El domingo pasado llegó Miguel con su mochila al hombro a mi casa... me preguntaba qué traía en ella. Domingo no es día de mochila para él, es viernes.
Abrió el artículo contenedor y de él sacó... una cacerola. Un día antes habíamos andado buscando una cacerola triple b (buena, bonita y -sobre todo- barata) y nada, solo encontramos una que me enamoró por su precio: tres dólares... la Tienda Morena es lo mejor para mí.
Sin embargo, nos quedamos con la sensación de que nos faltaba una cacerola extra en la casa, pasé tres meses haciendo malabares con una sola sarten, no se imaginan lo estresante que es tratar de armar un almuerzo o desayuno decente con una sola sarten.

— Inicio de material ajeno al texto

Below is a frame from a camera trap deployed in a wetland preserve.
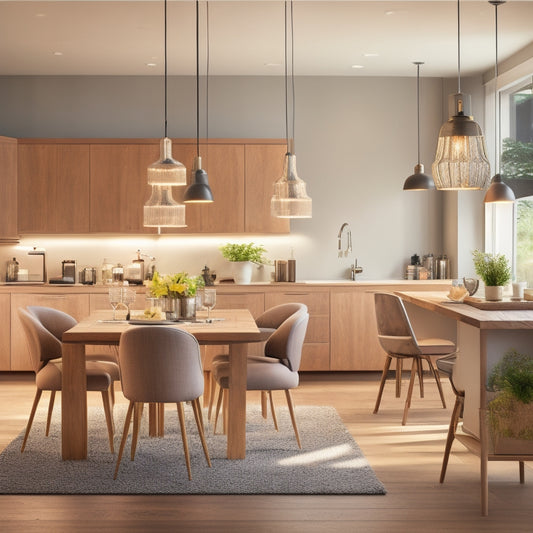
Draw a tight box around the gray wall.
[0,77,474,279]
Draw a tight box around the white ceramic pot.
[231,261,254,285]
[485,285,503,302]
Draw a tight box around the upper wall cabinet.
[18,141,89,234]
[18,139,290,234]
[0,136,18,242]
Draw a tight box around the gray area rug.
[0,402,386,494]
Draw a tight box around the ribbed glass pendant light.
[403,61,435,191]
[270,0,312,218]
[143,0,187,229]
[183,0,213,204]
[484,0,516,204]
[432,0,490,190]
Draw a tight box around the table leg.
[61,343,87,460]
[227,343,248,459]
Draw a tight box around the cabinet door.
[0,294,11,370]
[18,144,89,234]
[90,144,159,233]
[244,144,290,233]
[265,289,330,370]
[11,293,89,370]
[0,137,18,242]
[331,290,385,370]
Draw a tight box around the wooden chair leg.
[20,389,43,453]
[261,391,270,418]
[396,357,403,398]
[102,390,115,453]
[45,391,56,437]
[374,355,392,414]
[113,401,134,479]
[268,391,279,431]
[426,357,446,409]
[213,387,224,434]
[192,398,211,466]
[402,357,419,426]
[130,402,144,461]
[439,396,463,483]
[176,402,192,481]
[285,389,302,449]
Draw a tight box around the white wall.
[0,77,472,279]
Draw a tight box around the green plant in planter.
[472,250,511,287]
[220,242,269,265]
[487,350,533,440]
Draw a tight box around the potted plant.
[220,242,268,285]
[487,350,533,454]
[472,250,511,301]
[149,271,204,319]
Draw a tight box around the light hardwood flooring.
[0,373,533,533]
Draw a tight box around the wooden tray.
[463,296,533,311]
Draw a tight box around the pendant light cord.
[285,0,296,153]
[164,0,168,138]
[196,0,200,156]
[457,0,461,93]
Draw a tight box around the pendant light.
[432,0,490,190]
[183,0,213,204]
[403,61,435,191]
[270,0,312,218]
[144,0,187,230]
[484,0,516,204]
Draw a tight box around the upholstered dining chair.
[374,292,456,425]
[213,306,309,448]
[18,308,116,453]
[114,326,211,479]
[207,302,307,419]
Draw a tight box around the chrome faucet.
[337,222,352,257]
[28,246,46,283]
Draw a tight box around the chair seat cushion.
[417,338,456,355]
[213,356,299,390]
[35,361,114,391]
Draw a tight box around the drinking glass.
[109,287,122,320]
[201,288,217,322]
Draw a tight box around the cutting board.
[463,296,533,311]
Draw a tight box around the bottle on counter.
[102,258,113,285]
[6,257,19,281]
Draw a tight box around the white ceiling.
[0,0,533,77]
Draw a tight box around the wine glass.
[201,288,217,322]
[109,287,122,320]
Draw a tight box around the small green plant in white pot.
[472,250,511,302]
[220,242,269,285]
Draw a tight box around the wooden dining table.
[61,309,261,460]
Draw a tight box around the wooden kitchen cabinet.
[265,287,330,370]
[10,290,89,370]
[244,144,290,233]
[18,141,89,234]
[0,294,11,371]
[0,136,18,243]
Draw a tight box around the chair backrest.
[27,305,78,340]
[255,302,307,329]
[18,308,61,373]
[265,308,309,372]
[374,292,420,355]
[119,326,204,403]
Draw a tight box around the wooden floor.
[0,373,533,533]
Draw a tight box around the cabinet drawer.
[265,289,329,316]
[300,342,329,370]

Miguel sacó aquella cacerola, es grande, contundente y hecha de barro negro. La compró - me contó - hace como unos tres o cuatro años atrás en un pueblo de oriente del país (no logro recordar dónde) y había estado guardada en su casa, refugiada de la posibilidad de ser quebrada por alguno de sus hijos. Hoy vivirá en mi hogar.
Como mi intensión es cocinar todos los días para comer sano ahí me tenían... preparando mi almuerzo del lunes: pollo con piña y salsa de mandarina... quedó rico.
El artefacto para cocinar es bueno: tiene buen rito de cocción y además no se calienta su mango.
Esta mañana estaba preparando mi almuerzo de hoy cuando pensé que (debido a los últimos sobresaltos nocturnos, debido a un par de balaceras escuchadas últimamente) también sería un excelente escudo y arma de defensa personal.
En serio... alguien haga algo con mi paranoia. En serio.